Author: kkolinko
Date: Sun Nov 9 20:46:05 2014
New Revision: 1637733
URL: http://svn.apache.org/r1637733
Log:
CTR: docs
Minor improvements to SSL how-to.
- Hilite keystore type (JKS vs PKCS12) to lessen confusion
- Recommend to explicitly specify a protocol implementation when using SSL,
instead of "HTTP/1.1"
- Update examples to use explicit protocol implementation instead of "HTTP/1.1"

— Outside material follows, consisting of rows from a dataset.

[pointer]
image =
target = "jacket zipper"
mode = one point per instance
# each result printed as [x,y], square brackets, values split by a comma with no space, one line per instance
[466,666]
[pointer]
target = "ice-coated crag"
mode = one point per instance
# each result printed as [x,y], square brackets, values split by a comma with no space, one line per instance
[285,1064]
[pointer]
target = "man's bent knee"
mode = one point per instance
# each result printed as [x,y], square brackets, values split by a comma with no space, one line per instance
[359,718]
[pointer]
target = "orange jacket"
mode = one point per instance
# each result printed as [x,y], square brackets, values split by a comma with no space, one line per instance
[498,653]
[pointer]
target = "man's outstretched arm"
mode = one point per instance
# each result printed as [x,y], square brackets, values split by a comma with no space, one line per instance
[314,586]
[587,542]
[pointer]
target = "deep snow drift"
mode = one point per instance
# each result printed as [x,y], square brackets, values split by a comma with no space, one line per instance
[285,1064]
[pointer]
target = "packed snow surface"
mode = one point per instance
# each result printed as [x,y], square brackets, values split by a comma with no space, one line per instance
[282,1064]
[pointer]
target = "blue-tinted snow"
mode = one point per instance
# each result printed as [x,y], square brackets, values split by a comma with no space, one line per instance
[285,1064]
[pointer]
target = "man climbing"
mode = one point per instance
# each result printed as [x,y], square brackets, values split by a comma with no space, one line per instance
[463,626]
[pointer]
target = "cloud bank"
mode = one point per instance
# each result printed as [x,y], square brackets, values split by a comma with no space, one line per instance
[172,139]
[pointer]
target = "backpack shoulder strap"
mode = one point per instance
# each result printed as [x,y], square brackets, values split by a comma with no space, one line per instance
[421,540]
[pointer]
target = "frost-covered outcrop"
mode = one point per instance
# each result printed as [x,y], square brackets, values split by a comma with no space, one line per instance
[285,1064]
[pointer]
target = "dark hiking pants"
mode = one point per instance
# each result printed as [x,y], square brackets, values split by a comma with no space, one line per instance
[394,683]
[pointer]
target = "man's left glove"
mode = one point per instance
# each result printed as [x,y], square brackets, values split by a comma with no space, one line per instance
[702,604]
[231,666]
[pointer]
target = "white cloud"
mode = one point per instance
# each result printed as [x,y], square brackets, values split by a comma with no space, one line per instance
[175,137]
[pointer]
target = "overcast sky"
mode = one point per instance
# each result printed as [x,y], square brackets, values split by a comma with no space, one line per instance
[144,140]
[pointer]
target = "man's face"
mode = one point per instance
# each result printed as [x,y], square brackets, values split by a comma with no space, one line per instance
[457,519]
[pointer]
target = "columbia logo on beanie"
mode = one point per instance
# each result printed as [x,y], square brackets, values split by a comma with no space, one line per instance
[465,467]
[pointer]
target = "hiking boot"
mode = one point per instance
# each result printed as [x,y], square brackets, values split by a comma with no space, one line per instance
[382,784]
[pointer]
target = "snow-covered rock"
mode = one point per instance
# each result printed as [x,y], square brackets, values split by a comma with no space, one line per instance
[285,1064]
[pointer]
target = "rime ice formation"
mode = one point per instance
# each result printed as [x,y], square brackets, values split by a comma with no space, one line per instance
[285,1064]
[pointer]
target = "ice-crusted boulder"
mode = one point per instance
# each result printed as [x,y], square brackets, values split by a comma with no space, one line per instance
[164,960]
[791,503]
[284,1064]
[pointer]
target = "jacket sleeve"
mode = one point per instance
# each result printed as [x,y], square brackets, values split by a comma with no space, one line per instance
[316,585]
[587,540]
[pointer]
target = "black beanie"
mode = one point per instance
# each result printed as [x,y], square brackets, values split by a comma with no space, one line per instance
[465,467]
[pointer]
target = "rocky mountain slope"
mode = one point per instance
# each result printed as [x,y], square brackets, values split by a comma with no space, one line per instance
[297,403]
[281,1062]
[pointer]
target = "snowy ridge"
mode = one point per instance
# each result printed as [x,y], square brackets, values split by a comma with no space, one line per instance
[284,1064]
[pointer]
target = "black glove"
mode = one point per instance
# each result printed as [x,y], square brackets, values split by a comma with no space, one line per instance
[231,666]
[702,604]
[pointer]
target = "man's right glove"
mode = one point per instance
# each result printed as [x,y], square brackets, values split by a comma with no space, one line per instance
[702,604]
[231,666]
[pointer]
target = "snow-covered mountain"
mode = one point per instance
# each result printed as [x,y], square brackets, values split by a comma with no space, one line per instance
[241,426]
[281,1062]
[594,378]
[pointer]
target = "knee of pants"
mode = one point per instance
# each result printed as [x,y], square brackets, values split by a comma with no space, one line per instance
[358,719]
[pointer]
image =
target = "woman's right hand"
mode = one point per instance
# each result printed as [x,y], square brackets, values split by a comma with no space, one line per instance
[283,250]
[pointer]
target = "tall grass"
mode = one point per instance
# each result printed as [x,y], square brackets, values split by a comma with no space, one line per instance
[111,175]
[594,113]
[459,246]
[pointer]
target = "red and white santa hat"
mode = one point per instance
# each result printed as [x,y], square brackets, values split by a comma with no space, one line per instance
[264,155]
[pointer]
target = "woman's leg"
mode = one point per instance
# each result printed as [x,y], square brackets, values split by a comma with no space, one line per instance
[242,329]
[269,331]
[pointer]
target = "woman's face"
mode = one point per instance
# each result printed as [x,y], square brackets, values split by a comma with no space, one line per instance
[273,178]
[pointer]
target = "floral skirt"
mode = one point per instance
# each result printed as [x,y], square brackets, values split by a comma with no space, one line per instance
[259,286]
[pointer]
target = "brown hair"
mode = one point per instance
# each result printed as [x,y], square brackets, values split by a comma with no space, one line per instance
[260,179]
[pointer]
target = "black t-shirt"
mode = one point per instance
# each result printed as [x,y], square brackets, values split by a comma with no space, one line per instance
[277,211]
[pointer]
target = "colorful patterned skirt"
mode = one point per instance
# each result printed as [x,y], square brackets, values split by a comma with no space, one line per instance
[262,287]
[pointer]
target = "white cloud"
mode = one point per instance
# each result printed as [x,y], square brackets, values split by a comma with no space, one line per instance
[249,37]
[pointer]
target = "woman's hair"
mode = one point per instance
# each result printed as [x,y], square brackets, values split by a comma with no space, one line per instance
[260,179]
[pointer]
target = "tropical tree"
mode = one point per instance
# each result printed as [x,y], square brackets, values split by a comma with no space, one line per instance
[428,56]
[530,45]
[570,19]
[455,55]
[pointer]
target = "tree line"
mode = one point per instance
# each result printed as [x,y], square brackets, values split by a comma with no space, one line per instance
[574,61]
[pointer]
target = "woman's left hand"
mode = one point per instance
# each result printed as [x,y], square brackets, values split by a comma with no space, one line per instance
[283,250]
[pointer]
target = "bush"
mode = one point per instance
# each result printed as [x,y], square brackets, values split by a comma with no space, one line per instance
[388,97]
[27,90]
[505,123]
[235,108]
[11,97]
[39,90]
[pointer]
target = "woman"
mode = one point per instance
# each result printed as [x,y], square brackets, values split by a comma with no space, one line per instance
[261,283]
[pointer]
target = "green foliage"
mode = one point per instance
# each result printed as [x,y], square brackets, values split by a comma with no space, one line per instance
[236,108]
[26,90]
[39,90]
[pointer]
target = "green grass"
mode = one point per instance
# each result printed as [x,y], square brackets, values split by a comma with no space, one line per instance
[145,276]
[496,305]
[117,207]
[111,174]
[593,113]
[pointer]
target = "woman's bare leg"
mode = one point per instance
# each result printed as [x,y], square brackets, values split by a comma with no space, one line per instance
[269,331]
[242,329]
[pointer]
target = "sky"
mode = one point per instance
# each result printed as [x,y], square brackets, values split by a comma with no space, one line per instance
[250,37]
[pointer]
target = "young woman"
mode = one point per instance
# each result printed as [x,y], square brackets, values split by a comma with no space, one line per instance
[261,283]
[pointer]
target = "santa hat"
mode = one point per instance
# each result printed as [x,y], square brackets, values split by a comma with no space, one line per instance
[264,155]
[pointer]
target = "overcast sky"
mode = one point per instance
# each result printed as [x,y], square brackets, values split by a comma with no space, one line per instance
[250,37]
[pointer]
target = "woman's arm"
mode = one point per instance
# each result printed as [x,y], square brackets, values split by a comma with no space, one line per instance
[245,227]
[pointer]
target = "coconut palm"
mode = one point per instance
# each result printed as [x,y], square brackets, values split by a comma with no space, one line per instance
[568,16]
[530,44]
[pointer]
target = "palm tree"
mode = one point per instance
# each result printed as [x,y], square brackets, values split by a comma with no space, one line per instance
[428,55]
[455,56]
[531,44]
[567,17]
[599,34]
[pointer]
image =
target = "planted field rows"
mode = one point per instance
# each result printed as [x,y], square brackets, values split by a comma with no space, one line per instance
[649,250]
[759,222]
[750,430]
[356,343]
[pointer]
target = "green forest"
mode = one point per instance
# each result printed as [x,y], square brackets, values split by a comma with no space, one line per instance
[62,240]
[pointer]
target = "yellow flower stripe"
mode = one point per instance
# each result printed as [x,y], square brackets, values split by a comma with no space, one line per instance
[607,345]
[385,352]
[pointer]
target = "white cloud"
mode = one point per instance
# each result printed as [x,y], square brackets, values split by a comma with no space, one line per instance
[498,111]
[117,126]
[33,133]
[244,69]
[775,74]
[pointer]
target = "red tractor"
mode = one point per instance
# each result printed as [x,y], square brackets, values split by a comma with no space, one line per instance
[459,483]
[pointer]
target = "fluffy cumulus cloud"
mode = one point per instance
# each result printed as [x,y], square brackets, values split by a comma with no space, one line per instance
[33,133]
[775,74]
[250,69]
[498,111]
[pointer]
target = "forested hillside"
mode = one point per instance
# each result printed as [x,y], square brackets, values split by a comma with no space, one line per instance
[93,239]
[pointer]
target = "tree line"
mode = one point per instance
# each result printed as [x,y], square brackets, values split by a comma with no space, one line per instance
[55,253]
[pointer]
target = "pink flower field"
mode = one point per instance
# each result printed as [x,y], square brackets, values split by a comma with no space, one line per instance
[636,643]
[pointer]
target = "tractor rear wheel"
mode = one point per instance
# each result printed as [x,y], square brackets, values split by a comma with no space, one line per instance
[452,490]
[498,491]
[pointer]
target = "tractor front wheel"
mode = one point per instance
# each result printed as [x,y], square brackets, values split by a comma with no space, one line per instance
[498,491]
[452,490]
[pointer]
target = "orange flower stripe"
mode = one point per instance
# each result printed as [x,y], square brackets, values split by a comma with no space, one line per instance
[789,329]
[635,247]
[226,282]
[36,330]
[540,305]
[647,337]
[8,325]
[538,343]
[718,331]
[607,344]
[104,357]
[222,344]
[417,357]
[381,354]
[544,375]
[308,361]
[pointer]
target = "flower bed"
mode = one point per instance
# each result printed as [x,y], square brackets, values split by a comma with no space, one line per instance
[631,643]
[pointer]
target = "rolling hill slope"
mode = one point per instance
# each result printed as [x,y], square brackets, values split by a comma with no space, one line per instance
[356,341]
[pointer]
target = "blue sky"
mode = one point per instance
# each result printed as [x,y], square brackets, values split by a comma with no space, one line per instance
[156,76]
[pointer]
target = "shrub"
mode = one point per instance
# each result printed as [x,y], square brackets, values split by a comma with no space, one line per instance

- Remove example of setting SSLEngine="off" with APR. It makes no sense on this
page as here we are enabling SSL, not disabling it. The "off" value is
documented elsewhere.
- The "8443" is not the default value for a port, as far as I know. One has to
explicitly configure it.
Backport of r1637711 from tomcat/tc7.0.x/trunk.
Modified:
tomcat/tc6.0.x/trunk/ (props changed)
tomcat/tc6.0.x/trunk/webapps/docs/ssl-howto.xml
Propchange: tomcat/tc6.0.x/trunk/
------------------------------------------------------------------------------
Merged /tomcat/trunk:r1637695
Merged /tomcat/tc7.0.x/trunk:r1637711
Merged /tomcat/tc8.0.x/trunk:r1637709
Modified: tomcat/tc6.0.x/trunk/webapps/docs/ssl-howto.xml
URL:
http://svn.apache.org/viewvc/tomcat/tc6.0.x/trunk/webapps/docs/ssl-howto.xml?rev=1637733&r1=1637732&r2=1637733&view=diff
==============================================================================
--- tomcat/tc6.0.x/trunk/webapps/docs/ssl-howto.xml (original)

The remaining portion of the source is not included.